Bible Studies

Posted June 2000

  I've recently been reading the Bible, specifically the Old Testament - for the whorish women and the gory punishments of the unrighteous, mainly.
  A lot of things in the Bible used to puzzle me when I was younger - for example that bit, 'Thou shalt not gaze on thy father's nakedness.' I couldn't see why anyone would want to. It made me wonder if there was some weird pagan cult of nudey father fetishists knocking around back then.
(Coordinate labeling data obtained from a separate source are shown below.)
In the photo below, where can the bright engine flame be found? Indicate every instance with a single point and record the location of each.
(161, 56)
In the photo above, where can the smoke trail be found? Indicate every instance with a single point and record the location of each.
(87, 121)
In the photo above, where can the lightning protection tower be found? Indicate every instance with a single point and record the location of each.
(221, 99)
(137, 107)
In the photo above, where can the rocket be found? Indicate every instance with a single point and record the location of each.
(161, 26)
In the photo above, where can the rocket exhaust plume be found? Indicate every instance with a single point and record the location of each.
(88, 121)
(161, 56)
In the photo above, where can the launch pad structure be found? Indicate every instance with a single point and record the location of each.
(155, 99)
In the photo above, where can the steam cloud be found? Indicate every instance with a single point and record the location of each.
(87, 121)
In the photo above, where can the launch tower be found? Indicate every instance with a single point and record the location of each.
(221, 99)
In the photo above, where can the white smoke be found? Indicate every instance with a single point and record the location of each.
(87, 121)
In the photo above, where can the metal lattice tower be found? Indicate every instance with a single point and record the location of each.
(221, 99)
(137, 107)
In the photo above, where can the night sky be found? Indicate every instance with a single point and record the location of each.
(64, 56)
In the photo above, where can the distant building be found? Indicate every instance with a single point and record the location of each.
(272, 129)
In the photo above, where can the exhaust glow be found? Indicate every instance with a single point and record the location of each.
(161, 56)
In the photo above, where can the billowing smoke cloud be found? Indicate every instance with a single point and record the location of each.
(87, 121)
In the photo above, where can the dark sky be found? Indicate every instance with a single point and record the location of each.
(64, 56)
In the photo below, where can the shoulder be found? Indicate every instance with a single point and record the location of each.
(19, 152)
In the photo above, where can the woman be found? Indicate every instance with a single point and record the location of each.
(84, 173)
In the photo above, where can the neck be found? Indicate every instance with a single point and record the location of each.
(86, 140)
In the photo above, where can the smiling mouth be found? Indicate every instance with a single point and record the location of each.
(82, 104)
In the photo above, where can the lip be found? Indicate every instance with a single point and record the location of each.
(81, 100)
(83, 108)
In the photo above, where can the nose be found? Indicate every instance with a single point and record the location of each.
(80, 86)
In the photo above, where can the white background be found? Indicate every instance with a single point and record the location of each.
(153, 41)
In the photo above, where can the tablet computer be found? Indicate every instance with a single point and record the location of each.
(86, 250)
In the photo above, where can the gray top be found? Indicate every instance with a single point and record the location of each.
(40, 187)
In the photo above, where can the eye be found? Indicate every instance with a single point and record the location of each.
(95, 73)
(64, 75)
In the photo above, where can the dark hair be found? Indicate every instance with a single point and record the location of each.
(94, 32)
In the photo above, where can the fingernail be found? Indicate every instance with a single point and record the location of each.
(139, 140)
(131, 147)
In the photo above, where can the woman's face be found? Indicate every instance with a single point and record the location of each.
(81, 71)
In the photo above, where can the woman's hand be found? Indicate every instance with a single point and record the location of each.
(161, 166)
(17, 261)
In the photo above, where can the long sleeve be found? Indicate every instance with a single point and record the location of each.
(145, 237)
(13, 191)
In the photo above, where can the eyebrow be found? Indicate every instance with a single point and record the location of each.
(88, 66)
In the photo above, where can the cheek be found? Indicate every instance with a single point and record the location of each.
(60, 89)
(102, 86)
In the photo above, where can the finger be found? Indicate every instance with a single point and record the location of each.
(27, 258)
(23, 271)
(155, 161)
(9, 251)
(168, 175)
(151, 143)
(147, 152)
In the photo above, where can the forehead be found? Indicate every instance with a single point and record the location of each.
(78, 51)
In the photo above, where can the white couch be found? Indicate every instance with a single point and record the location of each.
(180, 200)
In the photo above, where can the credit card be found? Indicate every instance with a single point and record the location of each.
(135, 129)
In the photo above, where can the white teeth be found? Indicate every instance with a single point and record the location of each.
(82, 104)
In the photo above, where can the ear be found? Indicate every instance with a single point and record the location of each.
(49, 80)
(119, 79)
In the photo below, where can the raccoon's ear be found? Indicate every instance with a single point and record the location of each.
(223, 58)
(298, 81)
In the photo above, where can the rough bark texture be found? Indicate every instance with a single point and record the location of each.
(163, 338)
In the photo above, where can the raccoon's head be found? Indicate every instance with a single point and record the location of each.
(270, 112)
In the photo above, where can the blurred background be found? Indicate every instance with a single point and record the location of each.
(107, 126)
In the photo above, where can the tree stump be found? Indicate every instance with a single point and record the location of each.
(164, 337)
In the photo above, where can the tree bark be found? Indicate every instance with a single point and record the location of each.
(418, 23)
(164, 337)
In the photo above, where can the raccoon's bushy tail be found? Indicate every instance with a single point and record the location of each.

  "Go on, Dad, just a peep."
  "Piss off."
  All casual: "Are you, er, going to have a bath today, Dad?"
  "Keep away from me, you strange offspring."
  And then I realized, ohh, it means incest, it's just being coy. Very coy book, the Bible, at times. Another coy bit is: 'Thou shalt not lie down with animals.'
  As a kid I thought this sounded quite a harmless pastime. And, you know, you go through that rebellious phase, and I would sneak into fields and lie down next to cows and sheep, thinking, 'Great, forbidden fruit, I am the most evil man ever, I am lying down with animals.' I got shit all over me, of course, and concluded it was just one of those Jewish hygiene things.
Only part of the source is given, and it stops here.